La bellezza, a Roma, non è sempre
sinonimo di pace. I grandi monumenti sono affollatissimi, tutti
un calpestìo di grandi flussi turistici. Nel centro della
capitale, però, c’è un gioiello dove regna la serenità e oggi al
suo interno si è sentita l’acqua scorrere di nuovo. Si parla di
Villa Giulia, la sede del Museo Nazionale Etrusco, nei secoli
soprannominata l’ottava meraviglia del mondo. Stamattina è stato
presentato il rifacimento delle sue fontane del Ninfeo, oltre ai
nuovi allestimenti accessibili delle tombe di Cerveteri e
Tarquinia e della collezione Castellani.
Il tintinnìo dell’acqua, una volta superato il cortile
interno della Villa, non è troppo forte.

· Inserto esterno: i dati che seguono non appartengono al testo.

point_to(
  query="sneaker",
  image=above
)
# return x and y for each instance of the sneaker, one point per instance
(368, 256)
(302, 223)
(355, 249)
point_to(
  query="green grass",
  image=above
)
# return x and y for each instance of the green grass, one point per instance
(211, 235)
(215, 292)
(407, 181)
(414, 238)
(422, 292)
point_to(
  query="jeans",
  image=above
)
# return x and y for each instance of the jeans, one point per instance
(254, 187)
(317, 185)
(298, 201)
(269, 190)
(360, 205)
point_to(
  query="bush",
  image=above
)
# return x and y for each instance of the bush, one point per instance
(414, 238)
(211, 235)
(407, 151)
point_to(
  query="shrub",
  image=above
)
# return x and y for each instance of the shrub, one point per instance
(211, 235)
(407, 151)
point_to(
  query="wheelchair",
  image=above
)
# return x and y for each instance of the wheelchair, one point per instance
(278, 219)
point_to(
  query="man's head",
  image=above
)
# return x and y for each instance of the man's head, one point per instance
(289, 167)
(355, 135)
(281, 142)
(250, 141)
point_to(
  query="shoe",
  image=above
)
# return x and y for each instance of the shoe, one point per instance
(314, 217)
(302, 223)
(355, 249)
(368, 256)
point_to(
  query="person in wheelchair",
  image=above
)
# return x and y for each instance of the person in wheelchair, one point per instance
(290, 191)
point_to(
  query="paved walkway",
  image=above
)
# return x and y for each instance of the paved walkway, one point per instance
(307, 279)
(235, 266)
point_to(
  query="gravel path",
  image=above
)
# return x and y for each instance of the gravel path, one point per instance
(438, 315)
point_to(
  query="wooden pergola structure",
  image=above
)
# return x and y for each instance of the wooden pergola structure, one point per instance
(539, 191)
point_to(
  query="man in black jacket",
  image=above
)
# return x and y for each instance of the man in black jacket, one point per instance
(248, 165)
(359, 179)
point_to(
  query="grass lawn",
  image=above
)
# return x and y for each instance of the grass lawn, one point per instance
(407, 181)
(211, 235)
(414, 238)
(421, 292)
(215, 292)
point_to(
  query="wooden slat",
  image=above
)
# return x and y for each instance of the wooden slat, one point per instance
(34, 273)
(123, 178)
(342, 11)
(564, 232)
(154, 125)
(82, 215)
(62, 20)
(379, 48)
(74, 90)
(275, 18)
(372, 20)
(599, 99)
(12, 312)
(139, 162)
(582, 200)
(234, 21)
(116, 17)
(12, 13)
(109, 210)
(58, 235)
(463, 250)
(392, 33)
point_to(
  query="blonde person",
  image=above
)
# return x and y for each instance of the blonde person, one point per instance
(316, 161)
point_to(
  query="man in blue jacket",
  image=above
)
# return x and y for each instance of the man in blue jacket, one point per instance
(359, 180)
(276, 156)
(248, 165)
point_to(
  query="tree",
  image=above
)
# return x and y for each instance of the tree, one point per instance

È tutto sommato un filo
quello che scende dalle due anfore tenute dalle statue che
personificano Tevere ed Arno. Insomma, un paradiso di calma. Il
recupero dell’impianto idrico è stato possibile grazie
all’ArtBonus, con Sphere Italia mecenate. Un nuovo sistema di
illuminazione, come spiegato dalla direttrice del Museo
Nazionale Etrusco, Luana Toniolo, farà inoltre in modo che
“l’acqua si rifletta sulle statue e sulle nicchie, restituendo
al Ninfeo non solo l’elemento sonoro” ma pure quello visivo. Per
il direttore generale Musei, Massimo Osanna, “il ritorno
dell’acqua è quasi un miracolo in questo contesto. Il Ninfeo è
tornato agli antichi splendori, era in condizioni poco dignitose
per una villa come questa”.
Quanto ai lavori sugli allestimenti, sono stati realizzati
con fondi del Pnrr. Quelli relativi alle tombe di Cerveteri e
Tarquinia “sono un vero e proprio esempio di accessibilità
cognitiva e culturale”, sostiene Toniolo. Ci sono modelli 3D
tattili, riproduzioni digitali, mappe animate e rappresentazioni
con colori che favoriscono i visitatori con disabilità visive.
La collezione Castellani, invece, è stata ripensata per
diventare “un museo nel museo, con una sala immersiva su tre
pareti che racconta la storia della famiglia, uno schermo Lis e
delle vetrine olografiche”, prosegue la direttrice.